Они выгрузили полки из такси, подняли на этаж, и рыжий занес их в квартиру.
— Ну, Валечка, рад был знакомству…
Она протянула ему пятерку, и он властно отвел ее руку. Этот жест покорил Вальку, недаром же она слышала, что рыжие умеют ухаживать и не жмутся на рубли. Они стали встречаться, а через неделю он пригласил ее на чью-то квартиру. Валька ни секунды не раздумывала, соглашаться ли ей. Ответила ему в телефонную трубку: «Ага!» — и со скандалом вытребовала на работе день за свой счет. Утром он за ней заехал. На такси. Сам сел спереди, рядом с водителем, а ее посадил сзади. Глядя ему в спину, Валька вдруг поймала себя на странном чувстве чужого человека, смутившем ее сейчас, когда этот человек должен был казаться самым родным и близким. Она объяснила это тем, что у Жорки новое кашне и он неудачно подстригся. Так бывает… человек неудачно подстрижется, и в лице что-то меняется. И кашне — ядовито-зеленое, в полосочку, скорее бы он его снял! Вот наконец-то они вошли в квартиру, и Валька со страхом заглянула ему в лицо. «Нет, нет», — хотела сказать она, чтобы разубедить себя думать то, что так упрямо думалось, но Жорка быстро поцеловал ее.
— Дурочка, не бойся…
Она попятилась.
— Зачем вы? — прошептала Валька, шатнувшись. — Ведь вы же женаты…

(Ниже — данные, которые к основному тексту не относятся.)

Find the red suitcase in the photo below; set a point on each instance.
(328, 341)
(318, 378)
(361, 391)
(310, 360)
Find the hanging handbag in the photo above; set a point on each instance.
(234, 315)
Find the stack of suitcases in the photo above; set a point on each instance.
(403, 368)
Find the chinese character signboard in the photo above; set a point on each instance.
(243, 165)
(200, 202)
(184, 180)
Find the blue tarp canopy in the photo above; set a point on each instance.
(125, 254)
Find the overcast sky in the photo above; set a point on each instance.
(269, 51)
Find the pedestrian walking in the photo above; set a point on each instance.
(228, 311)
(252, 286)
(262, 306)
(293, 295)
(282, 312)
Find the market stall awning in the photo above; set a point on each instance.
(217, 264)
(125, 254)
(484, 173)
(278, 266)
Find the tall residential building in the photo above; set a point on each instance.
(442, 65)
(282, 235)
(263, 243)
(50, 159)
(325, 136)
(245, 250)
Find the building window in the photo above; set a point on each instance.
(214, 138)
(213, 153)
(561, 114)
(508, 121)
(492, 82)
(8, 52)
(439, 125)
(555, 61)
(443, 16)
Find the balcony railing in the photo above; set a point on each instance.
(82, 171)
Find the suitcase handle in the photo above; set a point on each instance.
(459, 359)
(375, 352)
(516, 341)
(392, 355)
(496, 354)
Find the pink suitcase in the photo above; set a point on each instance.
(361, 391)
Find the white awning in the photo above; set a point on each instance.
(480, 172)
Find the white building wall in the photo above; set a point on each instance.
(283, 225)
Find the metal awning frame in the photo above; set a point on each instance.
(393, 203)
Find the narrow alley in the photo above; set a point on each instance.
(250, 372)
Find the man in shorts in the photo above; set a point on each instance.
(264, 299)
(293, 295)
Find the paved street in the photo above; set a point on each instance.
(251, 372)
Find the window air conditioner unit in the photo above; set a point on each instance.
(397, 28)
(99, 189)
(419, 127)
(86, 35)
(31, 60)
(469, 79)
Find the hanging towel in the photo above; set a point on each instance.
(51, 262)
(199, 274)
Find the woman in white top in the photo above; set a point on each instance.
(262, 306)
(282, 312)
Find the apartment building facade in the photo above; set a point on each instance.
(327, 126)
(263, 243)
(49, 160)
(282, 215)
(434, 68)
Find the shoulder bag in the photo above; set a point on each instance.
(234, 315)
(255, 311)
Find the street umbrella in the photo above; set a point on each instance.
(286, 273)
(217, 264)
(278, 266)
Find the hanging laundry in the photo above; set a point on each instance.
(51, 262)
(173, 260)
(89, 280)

— Вы, вы… Что я тебе, не свой, что ли?!
Она зажмурилась и сказала:
— Свой…
Потом Валька молча лежала, и ей были видны бортик балкона, снег на бельевой веревочке, в нескольких местах осыпанный воробьями. Щеку кололо перо подушки, но Валька не шевелилась, а просто смотрела и смотрела… Обеспокоенный ее молчанием, он тихонько погладил ей шею. Валька вздрогнула, через силу улыбнулась и сказала:
— Ну вот, Жорик…
Глеб Савич был рассержен тем, что жена не в силах сама справиться со своим настроением, и, виня ее за это, стремился увещевать не ее (это казалось ему бесполезным), а как бы воздействовать на само настроение, овладевшее ею. Это настроение было вызвано мыслями о Кузе, и Глеб Савич скрепя сердце отправился к сыну. Ему было неприятно делать то, что выглядело неправильным и ненужным, но в отношении жены его действия приобретали целебный смысл, и Глебу Савичу приходилось довольствоваться этим вторичным сознанием правильности и нужности своего вмешательства.